Solche Gelegenheiten zu nutzen, halte ich weiter für attraktiv. Das ist klassisches Stock picking mit guten Daten und einem am Ende erfreulichen Ergebnis. Technologie-Freaks haben damit ihr Problem, wie ich zugebe, sie verlieren damit jedoch Geld, statt zu verdienen. Achten Sie auch darauf: Seit drei Tagen versucht ein größerer Fonds, die ALTANA-Position zu verringern. Also gibt es Druck auf den Titel mit Risiko bis 52/53 E. Die Spitze lag bei 65 E. Mit neuen Zahlen hat das nichts zu tun, aber mit dem, was einzelne Marktteilnehmer gerade unternehmen. Die neue WELLA-Akquisition in USA ist noch nicht ganz im Kurs berücksichtigt. Ich wiederhole daher meine kürzliche Empfehlung mit aktuellem Kursziel bis 72 E.

Die Gold-Spekulation ist noch nicht zu Ende. Machen Sie sich keine falschen Vorstellungen. Das längerfristige Kursziel reicht bis 400 $ je Unze und darüber.
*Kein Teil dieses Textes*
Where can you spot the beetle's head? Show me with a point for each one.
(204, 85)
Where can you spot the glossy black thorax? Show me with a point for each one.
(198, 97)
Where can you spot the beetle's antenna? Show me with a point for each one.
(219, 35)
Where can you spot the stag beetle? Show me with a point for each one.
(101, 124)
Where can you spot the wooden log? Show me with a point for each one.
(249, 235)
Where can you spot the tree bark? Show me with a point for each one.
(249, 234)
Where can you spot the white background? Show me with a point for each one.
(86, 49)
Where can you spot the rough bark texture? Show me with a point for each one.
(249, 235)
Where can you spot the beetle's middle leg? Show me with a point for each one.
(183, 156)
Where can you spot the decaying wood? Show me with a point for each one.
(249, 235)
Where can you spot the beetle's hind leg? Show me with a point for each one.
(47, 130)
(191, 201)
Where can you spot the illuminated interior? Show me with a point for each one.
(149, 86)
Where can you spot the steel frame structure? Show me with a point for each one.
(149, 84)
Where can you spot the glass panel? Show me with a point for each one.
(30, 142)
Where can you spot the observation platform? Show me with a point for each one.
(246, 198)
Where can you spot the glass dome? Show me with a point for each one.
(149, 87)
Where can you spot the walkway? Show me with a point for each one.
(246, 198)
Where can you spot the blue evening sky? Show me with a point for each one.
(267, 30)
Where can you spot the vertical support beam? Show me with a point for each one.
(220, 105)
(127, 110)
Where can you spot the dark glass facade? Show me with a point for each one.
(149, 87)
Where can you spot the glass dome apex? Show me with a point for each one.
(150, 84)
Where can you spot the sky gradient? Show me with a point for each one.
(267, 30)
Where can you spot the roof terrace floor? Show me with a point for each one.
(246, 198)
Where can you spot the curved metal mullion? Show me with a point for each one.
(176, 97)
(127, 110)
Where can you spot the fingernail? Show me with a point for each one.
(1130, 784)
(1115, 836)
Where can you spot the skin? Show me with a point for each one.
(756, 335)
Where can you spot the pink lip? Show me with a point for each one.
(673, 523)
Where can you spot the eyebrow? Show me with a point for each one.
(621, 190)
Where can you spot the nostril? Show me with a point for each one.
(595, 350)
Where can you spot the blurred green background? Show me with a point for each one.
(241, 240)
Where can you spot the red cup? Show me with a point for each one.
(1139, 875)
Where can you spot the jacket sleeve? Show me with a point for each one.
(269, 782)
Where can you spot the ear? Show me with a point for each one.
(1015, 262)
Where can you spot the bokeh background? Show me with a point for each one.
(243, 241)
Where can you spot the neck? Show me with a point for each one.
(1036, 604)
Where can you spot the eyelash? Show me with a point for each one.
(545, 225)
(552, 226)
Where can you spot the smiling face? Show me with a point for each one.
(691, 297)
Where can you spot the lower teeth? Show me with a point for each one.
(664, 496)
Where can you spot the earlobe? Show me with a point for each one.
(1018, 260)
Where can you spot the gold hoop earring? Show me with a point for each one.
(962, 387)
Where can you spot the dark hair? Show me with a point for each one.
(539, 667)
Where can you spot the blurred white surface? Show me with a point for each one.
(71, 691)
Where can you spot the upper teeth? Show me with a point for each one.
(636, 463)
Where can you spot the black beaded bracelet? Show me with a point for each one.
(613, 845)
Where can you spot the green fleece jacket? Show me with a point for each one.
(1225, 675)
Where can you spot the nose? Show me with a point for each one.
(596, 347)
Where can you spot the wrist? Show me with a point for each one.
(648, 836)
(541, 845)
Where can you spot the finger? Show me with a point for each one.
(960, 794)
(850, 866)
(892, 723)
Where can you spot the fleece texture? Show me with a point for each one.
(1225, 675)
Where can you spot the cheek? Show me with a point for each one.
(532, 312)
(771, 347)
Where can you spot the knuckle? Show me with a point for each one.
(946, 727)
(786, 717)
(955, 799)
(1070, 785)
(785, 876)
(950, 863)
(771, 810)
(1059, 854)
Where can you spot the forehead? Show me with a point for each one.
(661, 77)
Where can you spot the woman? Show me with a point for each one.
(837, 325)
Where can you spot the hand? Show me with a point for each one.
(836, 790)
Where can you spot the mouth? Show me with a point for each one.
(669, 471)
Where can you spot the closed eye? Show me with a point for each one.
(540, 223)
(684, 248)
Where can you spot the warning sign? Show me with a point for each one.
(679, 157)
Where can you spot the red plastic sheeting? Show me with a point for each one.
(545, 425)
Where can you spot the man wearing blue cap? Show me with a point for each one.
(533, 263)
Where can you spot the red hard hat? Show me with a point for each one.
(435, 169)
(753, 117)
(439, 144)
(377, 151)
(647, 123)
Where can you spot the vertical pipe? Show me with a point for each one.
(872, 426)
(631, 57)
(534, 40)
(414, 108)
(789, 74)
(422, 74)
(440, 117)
Kürzerfristig gibt es jedoch größere Schwankungen, die sich aus der Markttechnik des Goldpreises erklären. Mindestens eine Goldaktie sollten Sie im Depot führen. Einen gewissen Mittelweg erläutere ich in der nächsten AB und bitte, dies zu beachten.

Den Dollar sehen Sie bitte so, wie gestern beschrieben. Wenn alle auf dem Trip sind, daß der Dollar kollabieren soll, gehen Sie auf die Gegenseite. Warum der Dollar schwach werden würde, hatte Greenspan im März avisiert und ich habe dies ernst genommen. Die sich daraus ergebenden Folgen skizzierte ich im Brief Nr. 13. Das war bei rd. 84 Cents. Ab 94/95 Cents wird Kasse gemacht.

Grundtendenz für heute: Das beste Fundament Ihrer Entscheidungen sind die Konjunkturdaten. Halten Sie sich bitte allein daran.